Westfalenpost: zur Lage der Großen Koalition: Sigmar Gabriel - der Präsidentenmacher
Hagen (ots)
Das muss man Sigmar Gabriel lassen: Der SPD-Chef hat nicht nur mit taktischem Geschick einen Coup gelandet, als er die Union dazu brachte, Außenminister Steinmeier doch noch zum gemeinsamen Präsidentenkandidaten der Koalition zu küren. In der Stunde des Erfolgs zeigt sich Gabriel auch als fairer Sieger. Mag seine SPD jubeln, dass wieder ein Genosse ins Schloss Bellevue einzieht - Gabriel verkneift sich jede Geste des Triumphs. So wie CDU-Chefin Merkel den Eindruck zu verwischen sucht, sie habe eine Niederlage erlitten. Doch in Wahrheit ist es genau das: Beim innerkoalitionären Wettbewerb um das höchste Staatsamt hat der Vizekanzler der Kanzlerin einen empfindlichen Schlag versetzt. Merkel hat aus interner Perspektive im Präsidentenpoker unnötig verloren. Die CDU-Chefin zögerte aus Furcht vor einer Niederlage so lange, bis offenkundig war, dass die Personaldecke der Union erschreckend dünn ist. Das Vertrauen der Merkel-Kritiker in die Führungskünste der Kanzlerin dürfte weiter gesunken sein. Fast schwerer wiegt die Erkenntnis, dass die CSU ohne Rücksicht auf Verluste ihren eigenen Kurs verfolgt. In diesem Fall wollten die Christsozialen Merkel um jeden Preis den Ausweg verbauen, den Grünen Kretschmann zum Präsidenten zu küren.

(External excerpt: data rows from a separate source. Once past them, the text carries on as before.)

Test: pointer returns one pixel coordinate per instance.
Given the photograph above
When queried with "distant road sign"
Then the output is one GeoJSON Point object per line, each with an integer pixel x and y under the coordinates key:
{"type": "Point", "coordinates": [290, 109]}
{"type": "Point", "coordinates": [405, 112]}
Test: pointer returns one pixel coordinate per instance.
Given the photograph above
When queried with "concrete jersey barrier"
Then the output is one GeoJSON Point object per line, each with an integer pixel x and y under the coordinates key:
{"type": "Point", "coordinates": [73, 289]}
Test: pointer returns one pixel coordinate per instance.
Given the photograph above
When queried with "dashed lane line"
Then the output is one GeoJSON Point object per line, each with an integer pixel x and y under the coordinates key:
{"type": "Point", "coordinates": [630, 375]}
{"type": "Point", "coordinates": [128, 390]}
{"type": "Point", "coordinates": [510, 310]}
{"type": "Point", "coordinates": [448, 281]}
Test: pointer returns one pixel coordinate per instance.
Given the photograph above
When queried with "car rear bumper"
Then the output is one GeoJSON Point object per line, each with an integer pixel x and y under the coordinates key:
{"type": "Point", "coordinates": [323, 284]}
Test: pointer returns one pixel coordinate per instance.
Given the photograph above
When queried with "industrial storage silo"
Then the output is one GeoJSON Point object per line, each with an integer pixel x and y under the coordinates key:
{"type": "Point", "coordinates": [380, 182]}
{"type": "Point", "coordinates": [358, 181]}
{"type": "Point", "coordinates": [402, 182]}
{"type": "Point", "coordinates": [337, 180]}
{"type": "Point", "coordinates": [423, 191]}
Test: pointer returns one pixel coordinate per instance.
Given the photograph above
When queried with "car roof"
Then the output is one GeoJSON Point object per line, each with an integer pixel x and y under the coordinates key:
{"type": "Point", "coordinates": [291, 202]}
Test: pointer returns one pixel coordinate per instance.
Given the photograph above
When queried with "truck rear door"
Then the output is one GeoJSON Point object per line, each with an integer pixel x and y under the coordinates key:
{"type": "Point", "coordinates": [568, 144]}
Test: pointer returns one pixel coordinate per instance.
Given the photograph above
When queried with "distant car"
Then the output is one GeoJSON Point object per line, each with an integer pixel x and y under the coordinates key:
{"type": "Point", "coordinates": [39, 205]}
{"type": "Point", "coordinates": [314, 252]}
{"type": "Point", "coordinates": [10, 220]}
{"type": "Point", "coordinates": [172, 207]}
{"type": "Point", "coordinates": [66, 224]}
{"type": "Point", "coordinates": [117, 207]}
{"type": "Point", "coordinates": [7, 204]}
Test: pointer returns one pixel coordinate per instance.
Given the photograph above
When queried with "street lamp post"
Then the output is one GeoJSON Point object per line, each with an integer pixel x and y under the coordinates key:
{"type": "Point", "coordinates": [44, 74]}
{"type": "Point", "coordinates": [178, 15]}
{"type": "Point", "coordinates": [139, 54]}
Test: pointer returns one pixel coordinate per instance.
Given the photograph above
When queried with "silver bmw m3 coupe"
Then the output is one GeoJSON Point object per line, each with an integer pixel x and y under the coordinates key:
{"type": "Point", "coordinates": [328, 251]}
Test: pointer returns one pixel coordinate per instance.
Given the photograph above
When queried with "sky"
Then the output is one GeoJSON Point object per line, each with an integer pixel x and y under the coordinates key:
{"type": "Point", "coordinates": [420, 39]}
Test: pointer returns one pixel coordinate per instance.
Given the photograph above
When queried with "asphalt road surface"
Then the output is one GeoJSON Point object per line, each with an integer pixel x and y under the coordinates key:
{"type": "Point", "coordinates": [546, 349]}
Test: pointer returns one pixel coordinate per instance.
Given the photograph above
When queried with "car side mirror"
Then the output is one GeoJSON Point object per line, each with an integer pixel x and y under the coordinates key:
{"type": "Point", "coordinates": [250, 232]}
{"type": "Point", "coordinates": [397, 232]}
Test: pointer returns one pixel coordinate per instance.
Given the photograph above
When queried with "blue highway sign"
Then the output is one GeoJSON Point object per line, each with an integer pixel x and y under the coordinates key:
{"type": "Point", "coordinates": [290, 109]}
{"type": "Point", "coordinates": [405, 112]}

Von Merkels Plänen für eine schwarz-grüne Koalition bleibt nicht viel übrig. Das hätte die SPD kaum zu hoffen gewagt. Gabriel hatte auch Glück mit seinem Vorstoß für Steinmeier, aber er hat doch mit sicherem Instinkt Merkels Schwäche gesehen und genutzt. Die SPD wittert Morgenluft, der Vizekanzler ist nun stark wie lange nicht. Und die Kanzlerin weiß jetzt auch: Der SPD-Chef ist für Überraschungen gut.